Trem do Samba

 

            Falando da festa que rolou da Central até Oswaldo Cruz (pelos comentários, parece que a grande festa do samba efetivamente aconteceu lá e não em Botafogo), foi incrível ver o povo reunido e cantando em cada composição, em cada vagão, as várias vertentes do samba. Tinha samba-canção, samba-enredo, samba-exaltação, etc. Isso sem falar nos afins: choro (Pixinguinha, claro, também passou por lá, e até um solitário violonista tocando Jacob do Bandolim). Mas o que agitou mesmo nos vagões até Oswaldo Cruz foi o pagode. E como deu Tia Doca ontem, hein !!!!
            Agora, o mais interessante de tudo foi a chegada a Oswaldo Cruz. Quando desembarcamos, estava chovendo. Ora, nada mais oportuno para puxar o clássico da Velha Guarda da Portela "A chuva cai lá fora / Você vai se molhar . . ." (emocionante !). Como se tudo isso não bastasse, decidimos inicialmente pelo lado mais "calmo" da linha do trem, oposto ao lado das barraquinhas (para quem não sabe, ficamos do lado da Carolina Machado). E ficamos na esquina de qual rua ? Da rua Adelaide Badajós, que, digamos, é a rua onde tudo ou quase tudo começou (Tia Estér, Tia Neném . . .): lembranças de um cotidiano do passado que eu não vivi, mas, não sei como, trago comigo.
            Bem, nesse bar encontramos o pessoal da Serrinha que numa tal hora começou a tocar um jongo atrás do outro.

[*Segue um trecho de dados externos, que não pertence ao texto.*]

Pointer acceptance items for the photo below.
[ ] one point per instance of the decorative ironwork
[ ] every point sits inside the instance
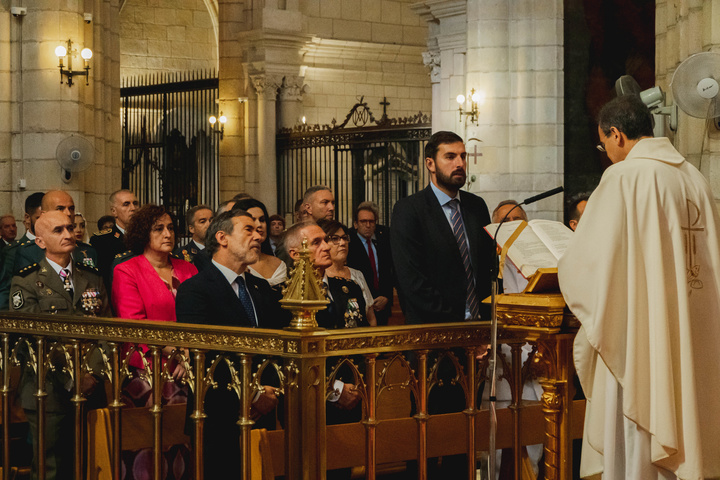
(170, 156)
(361, 159)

Jongo puríssimo da melhor qualidade. O mais interessante: tudo isso feito por gente jovem, vinte anos na média. Foi legal ver a continuidade das tradições. Foi uma prova de que para se inovar é indispensável conhecer, com um mínimo de profundidade, as tradições. Naquela hora, me veio tanta coisa na cabeça: o canto das lavadeiras ribeirinhas, o Recôncavo Baiano e Santo Amaro da Purificação, o caxambu e a Zona da Mata Mineira, Clementina de Jesus e o interior do estado do Rio, São Luís do Maranhão e o Tambor de Crioula, etc.
            Depois desse vendaval no pensamento, concluí tudo num só lugar: Oswaldo Cruz, claro ! Ainda que o jongo seja uma manifestação mais fortemente presente (ou só presente) num lugar difícil de definir se ainda é Vaz Lobo ou se já é Madureira, mas que é facilmente identificável por Morro da Serrinha, a impressão que me deu (posso estar enganado, mas se estiver peço desculpas, porque agora prefiro a emoção à razão) é que só em Oswaldo Cruz é possível toda essa reunião de ritmos e modos de vida. Talvez em um outro ponto do Rio de Janeiro isso aconteça também, mas de maneira tão natural . . . muito difícil. Verdadeiramente, Oswaldo Cruz é lugar de resistência cultural. Uma pena que atualmente só seja lembrado no dia 2 de Dezembro.
            Eu, ontem, reunindo tudo o que me impressionou os sentidos (os cheiros, sons, gostos, abraços e cores), tive certeza de que se a Portela tivesse sido simplesmente criada, isso até que poderia ter acontecido em outro lugar da cidade do Rio, mas como a Portela foi inventada, somente um lugar do Rio reunia as condições naquele outono - estação dos frutos - de 1923: Oswaldo Cruz.